Salmon fry are developing in cold-water aquariums under the watchful eyes of students, thanks to Fritz Kraus. About 100 classrooms are involved in the aquatic education program, sponsored by the Alaska Department of Fish and Game. Known as “Fishman” to thousands of Alaska kids, Kraus has spent 14 years bringing salmon into schools, and bringing students outdoors to salmon streams. His work has made lasting impressions on young Alaskans.
“When a kid comes up that you taught in first grade - and now he's a senior - and says he remembers when you came in and taught him, it tells you that you got something into his head,” Kraus said. “Hands-on classes are the ones you remember.”
Kraus started the program in Anchorage in the early 1990s, and it has since grown to include Soldotna, Kodiak, Homer and the Prince William Sound and Bristol Bay areas. Craig Baer, known as “the Bear,” a longtime fisheries technician in Palmer, brought the program to Palmer area schools.
Baer said teaching kids about salmon is helped by the fact that almost every Alaskan has some tie to the resource. “They can easily relate to salmon, so they benefit from learning more about these important fish,” he said.
Although there are a number of components to the aquatic education program, Kraus said the cornerstone is incubation. Students watch fisheries technicians take the eggs in the field and fertilize them. Refrigeration units, manufactured in Alaska, are installed in 29-gallon glass aquariums, with under-gravel filter plates and aerators that circulate and oxygenate the water.
“The eggs are in a redd (nest) in the tank – we try to simulate that – and water flows through and kids watch newly fertilized eggs,” Kraus said. “Then in late fall they see the eyeballs develop right there, we call those eyed eggs, and in mid to late winter the eggs hatch. Then they’re free-moving alevin. Those fish are not good swimmers and they have a yolk sac. They burrow into the gravel so we cluster little piles of rock so they have place to hide, and they absorb the yolk sac for rest of winter. Ideally in nature that coincides with spring break up, an optimum time for food availability.”
The eggs in the aquariums develop at a rate similar to that in the local streams. In most cases the fry are taken to an area landlocked lake in May, where they can be released and not affect the wild salmon populations. In some cases hatchery-raised rainbow trout are released at the same time, and students get to see the fish stocking process.

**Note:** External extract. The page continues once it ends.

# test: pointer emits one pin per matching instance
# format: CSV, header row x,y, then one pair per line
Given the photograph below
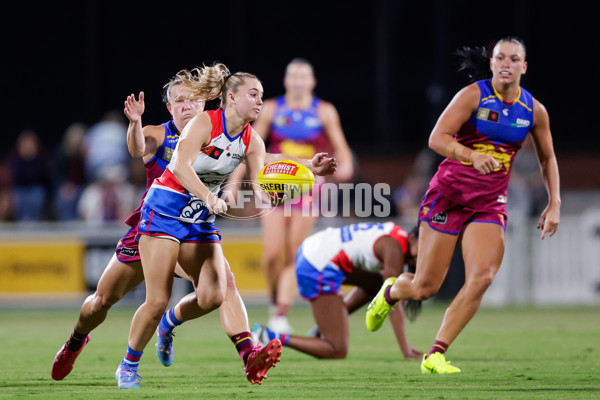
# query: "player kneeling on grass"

Teachers are provided a curriculum that is correlated with state educational standards.
During winter Kraus delivers watershed presentations in the classroom and leads ice fishing field trips for students. For many students, it is their first fishing trip and Kraus has helped many kids catch their first fish. Kraus also leads hands-on lab sessions helping student to dissect salmon and learn how human anatomy compares to fish anatomy.

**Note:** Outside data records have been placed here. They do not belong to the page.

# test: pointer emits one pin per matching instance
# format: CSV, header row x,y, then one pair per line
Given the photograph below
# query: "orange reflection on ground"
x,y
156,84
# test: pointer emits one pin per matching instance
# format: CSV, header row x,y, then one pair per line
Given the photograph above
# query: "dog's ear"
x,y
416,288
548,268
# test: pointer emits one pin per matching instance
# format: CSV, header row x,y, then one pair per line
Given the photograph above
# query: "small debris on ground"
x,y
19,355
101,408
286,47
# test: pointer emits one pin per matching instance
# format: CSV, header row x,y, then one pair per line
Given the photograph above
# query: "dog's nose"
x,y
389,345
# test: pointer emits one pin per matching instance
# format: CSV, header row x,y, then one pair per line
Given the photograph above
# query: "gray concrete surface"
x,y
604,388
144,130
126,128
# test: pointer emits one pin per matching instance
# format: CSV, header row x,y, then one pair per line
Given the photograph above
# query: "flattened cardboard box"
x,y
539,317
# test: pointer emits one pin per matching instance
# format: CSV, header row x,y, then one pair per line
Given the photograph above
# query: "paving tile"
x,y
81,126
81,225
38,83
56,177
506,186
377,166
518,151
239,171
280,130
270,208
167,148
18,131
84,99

“A cannery on the Kenai donates hundreds of fish for us to use in classrooms, glazed and frozen whole pinks,” Kraus said. “They’re beautiful fish. I thaw them and bring them in, we get about one fish for every four kids. I walk them through the dissection, the anatomy and how all the parts work.”
In Anchorage, Kasilof, Palmer and Kodiak, the release of the salmon fry is an event billed as a “Salmon Celebration.” About 2,000 students attended the event in Anchorage this spring. The Salmon Celebration is more than releasing the fry. Booths staffed by students and community volunteers offer a variety of hands-on activities including salmon-relating arts and crafts, games that teach about salmon life cycle and habitat, fish tanks with live fish, touch tanks with aquatic insects and creatures, and fly casting and spin casting stations so students can handle a fishing rod.
Hands-on wildlife-related activities are included as well, and students can see skulls and fur from bears, wolves and beaver and learn about animal tracks.
“The goal is to insure the resource is around for a long time, so their kids can enjoy it,” Kraus said. “Alaska still has healthy wild stocks of salmon, and another goal of the program is to help the public understand how to take care of our salmon resources, so that we don’t end up trying to restore lost or depleted runs as is the case in much of the Pacific Northwest.”